Winning was everything for Scotland manager Steve Clarke as his side beat Cyprus 2-1 in Nicosia.
John McGinn swept home a 53rd-minute winner and Scotland survived a few late scares to move third in their Euro 2020 qualifying group.
The visitors had an early reprieve when George Efrem’s shot bounced off the underside of the bar and appeared to cross the line.
The goal was not given and Ryan Christie soon netted a glorious 12th-minute opener before Efrem got his goal with a well-struck volley two minutes after the break.
Scotland will finish third if they get a draw at home to Kazakhstan on Tuesday, but Clarke is desperate to build a winning mentality ahead of the play-offs in March after a four-match losing streak ended their automatic qualification hopes.
Cyprus head coach Ran Ben Shimon claimed the better team lost but Clarke was not bothered about his counterpart’s assessment.
“It was important to build on the San Marino victory,” the former Scotland defender said. “We knew coming here would be a difficult game because it was a difficult game at Hampden in June, a very similar game where we got ourselves in front and I thought when we went in front we were the better team.

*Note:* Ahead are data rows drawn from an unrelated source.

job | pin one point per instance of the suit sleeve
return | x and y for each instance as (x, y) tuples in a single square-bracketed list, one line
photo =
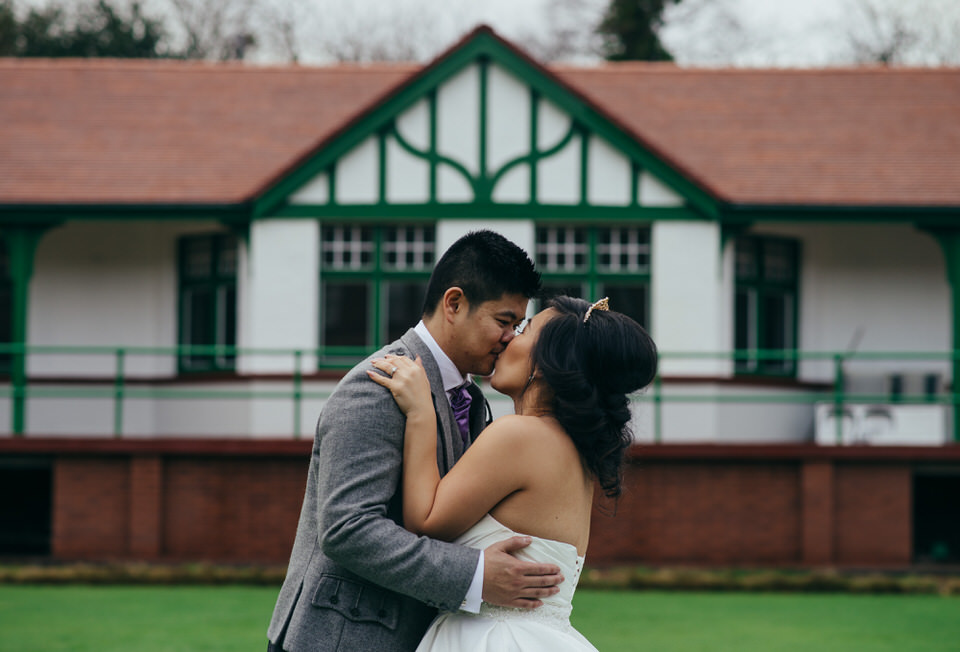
[(360, 461)]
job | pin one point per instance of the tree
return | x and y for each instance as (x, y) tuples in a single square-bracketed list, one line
[(215, 29), (96, 30), (926, 32), (630, 30)]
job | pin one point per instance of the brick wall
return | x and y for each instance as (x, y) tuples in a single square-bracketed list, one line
[(721, 505)]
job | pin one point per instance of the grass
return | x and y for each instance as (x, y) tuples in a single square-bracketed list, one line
[(778, 622), (197, 619)]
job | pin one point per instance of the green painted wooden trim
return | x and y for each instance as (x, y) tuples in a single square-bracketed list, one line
[(534, 133), (484, 47), (584, 166), (215, 282), (374, 331), (21, 244), (332, 183), (382, 152), (922, 216), (376, 277), (949, 241), (434, 160), (432, 153), (533, 158), (459, 211), (763, 287)]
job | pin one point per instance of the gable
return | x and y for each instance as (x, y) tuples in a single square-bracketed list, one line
[(482, 129)]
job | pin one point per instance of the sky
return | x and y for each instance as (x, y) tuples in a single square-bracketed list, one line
[(698, 32)]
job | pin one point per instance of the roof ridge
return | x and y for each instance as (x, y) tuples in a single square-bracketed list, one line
[(191, 65), (625, 67)]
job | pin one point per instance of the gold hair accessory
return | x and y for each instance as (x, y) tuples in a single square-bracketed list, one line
[(602, 304)]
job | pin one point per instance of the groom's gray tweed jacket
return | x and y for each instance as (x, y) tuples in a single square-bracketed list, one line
[(357, 580)]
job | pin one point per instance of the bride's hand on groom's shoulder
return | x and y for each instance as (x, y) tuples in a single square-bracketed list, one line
[(407, 381), (510, 582)]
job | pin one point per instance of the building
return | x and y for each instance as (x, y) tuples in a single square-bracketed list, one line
[(194, 253)]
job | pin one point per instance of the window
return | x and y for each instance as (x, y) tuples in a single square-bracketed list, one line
[(208, 300), (765, 303), (373, 280), (594, 262)]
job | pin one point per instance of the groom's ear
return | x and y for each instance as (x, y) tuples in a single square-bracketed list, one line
[(453, 303)]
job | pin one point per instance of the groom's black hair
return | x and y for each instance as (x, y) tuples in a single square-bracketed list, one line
[(485, 265)]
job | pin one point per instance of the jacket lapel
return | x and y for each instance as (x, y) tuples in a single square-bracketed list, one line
[(449, 445)]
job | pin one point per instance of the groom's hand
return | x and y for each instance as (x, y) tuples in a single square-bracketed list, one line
[(509, 582)]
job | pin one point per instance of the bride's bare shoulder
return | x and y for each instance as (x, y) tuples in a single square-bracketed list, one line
[(513, 427)]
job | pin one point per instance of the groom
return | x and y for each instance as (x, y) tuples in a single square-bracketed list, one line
[(357, 580)]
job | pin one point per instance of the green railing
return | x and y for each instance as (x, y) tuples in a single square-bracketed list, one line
[(121, 387)]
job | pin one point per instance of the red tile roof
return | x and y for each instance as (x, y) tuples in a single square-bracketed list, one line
[(861, 136), (111, 131), (140, 132)]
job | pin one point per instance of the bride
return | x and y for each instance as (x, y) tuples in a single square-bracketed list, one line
[(568, 373)]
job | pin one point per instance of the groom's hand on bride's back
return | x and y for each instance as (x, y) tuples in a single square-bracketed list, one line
[(509, 582)]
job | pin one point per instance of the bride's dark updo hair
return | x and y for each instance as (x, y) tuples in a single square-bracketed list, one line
[(590, 367)]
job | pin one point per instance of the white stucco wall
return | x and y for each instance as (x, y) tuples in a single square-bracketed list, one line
[(106, 284), (870, 287), (280, 289), (689, 293)]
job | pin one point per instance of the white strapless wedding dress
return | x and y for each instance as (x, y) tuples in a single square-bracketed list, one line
[(500, 629)]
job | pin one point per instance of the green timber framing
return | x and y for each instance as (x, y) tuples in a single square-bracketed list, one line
[(23, 224)]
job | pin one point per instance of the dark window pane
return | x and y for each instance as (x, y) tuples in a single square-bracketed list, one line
[(403, 306), (631, 300), (345, 314), (744, 336), (746, 259), (347, 247), (227, 258), (778, 329), (198, 257), (779, 261), (25, 511), (558, 288), (227, 334), (198, 323)]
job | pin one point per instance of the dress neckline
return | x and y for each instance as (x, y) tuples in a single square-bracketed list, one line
[(554, 541)]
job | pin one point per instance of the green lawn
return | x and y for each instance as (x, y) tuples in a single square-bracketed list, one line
[(190, 619)]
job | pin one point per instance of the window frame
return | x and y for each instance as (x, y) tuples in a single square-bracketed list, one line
[(376, 276), (217, 283), (745, 365), (592, 279)]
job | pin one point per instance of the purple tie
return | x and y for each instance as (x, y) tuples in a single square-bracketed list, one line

“Second half we conceded to another set play or second phase from a set play, but it was a wonderful strike, you have to give the lad Efrem credit.
“The reaction to that was great, getting ourselves back in front with a really good team goal. And then we showed a little bit of resilience to get the three points we wanted.

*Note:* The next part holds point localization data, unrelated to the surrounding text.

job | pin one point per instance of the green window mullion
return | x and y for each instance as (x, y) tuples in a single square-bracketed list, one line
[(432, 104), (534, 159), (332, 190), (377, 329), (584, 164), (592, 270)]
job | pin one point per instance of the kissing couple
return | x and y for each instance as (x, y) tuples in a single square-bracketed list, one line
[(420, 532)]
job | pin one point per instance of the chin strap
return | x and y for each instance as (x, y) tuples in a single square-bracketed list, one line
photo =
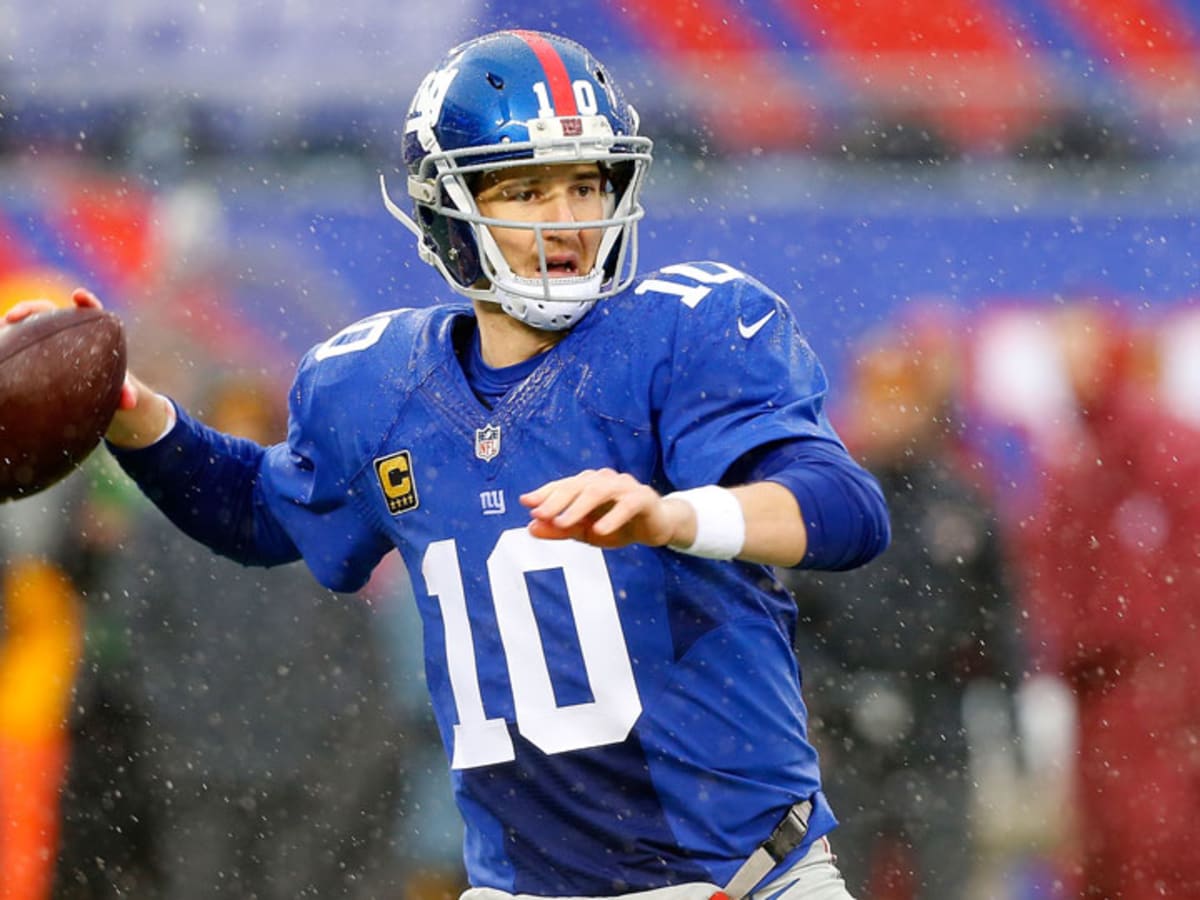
[(570, 300)]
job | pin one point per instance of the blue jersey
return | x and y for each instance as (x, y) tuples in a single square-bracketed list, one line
[(615, 720)]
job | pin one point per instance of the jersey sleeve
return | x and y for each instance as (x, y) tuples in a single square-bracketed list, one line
[(295, 499), (307, 483), (741, 375)]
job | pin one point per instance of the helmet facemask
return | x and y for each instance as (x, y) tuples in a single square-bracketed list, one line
[(457, 240)]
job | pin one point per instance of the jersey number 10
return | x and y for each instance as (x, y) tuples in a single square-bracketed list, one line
[(553, 729)]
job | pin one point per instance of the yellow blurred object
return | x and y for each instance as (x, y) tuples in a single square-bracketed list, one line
[(40, 651), (35, 285), (39, 655)]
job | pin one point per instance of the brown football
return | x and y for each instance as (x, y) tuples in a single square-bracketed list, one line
[(60, 384)]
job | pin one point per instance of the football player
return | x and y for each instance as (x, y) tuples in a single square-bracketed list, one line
[(588, 475)]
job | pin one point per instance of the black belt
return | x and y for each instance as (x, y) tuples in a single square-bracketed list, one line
[(789, 834)]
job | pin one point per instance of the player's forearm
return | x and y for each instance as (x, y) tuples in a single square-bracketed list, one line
[(204, 481), (775, 532)]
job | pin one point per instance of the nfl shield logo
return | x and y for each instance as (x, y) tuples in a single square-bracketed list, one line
[(487, 443)]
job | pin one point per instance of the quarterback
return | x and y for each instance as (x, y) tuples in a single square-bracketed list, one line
[(588, 474)]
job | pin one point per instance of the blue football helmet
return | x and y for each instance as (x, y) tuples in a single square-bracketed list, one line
[(507, 100)]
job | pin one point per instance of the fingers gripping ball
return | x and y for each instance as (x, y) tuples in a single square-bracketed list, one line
[(60, 385)]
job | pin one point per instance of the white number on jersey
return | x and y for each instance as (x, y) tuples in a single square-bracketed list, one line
[(553, 729), (359, 336), (690, 294)]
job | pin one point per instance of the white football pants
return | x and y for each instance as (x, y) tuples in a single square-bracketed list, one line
[(814, 877)]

“I’m not going to sit here and say it was a fantastic performance. It was a good performance. And sometimes when you are coming out of the run of games we are coming out of, it’s more important to win than the performance.
“The win was crucial for us because it gives us the opportunity to go home against Kazakhstan, another three points and that would set us up nicely for the play-off games in March.”
Clarke was delighted to see his side brush off the disappointment of conceding after they capitulated in a 4-0 reverse in Russia last month.
“The response was really pleasing because we spoke about it at half-time, funnily enough,” he said.
“I pointed out to them that at 0-0 in Russia at half-time everyone felt quite good in the dressing-room and our reaction to the adversity of losing the first goal over there wasn’t great.
“So we spoke about it and the reaction to their goal was really good. We got ourselves back in front with a great team goal.”
Clarke was not convinced Efrem’s early effort was a goal.
“I’ve seen the stills but stills are confusing,” said Clarke. “I wouldn’t go on the live pictures or the pictures that are in play, it’s very difficult to say that ball is over the line and if the officials have the same doubt then they can’t give the goal.
“You see now with the modern game, players taking corner kicks and you are convinced the ball is outside the quadrant but it only has to overhang a little bit. So I am not sure the whole ball was over the line.”
Shimon felt the incident was the “decisive moment in the game”.
He added: “To lead after six minutes would have been crucial. It was half a metre inside.
“I never speak about referees but it was a poor performance from the referee.”
He added: “The team that tried to play football lost this game. The ball was in the corner for six minutes in the latter stages.
“We prepared for long balls, but not that amount of long balls. I have respect for opponents but the better team lost.”
Meanwhile, Clarke allayed injury concerns over Steven Naismith after taking the striker off immediately after he went down clutching his leg.
“Steven is fine,” Clarke said. “The substitution was already going ahead.”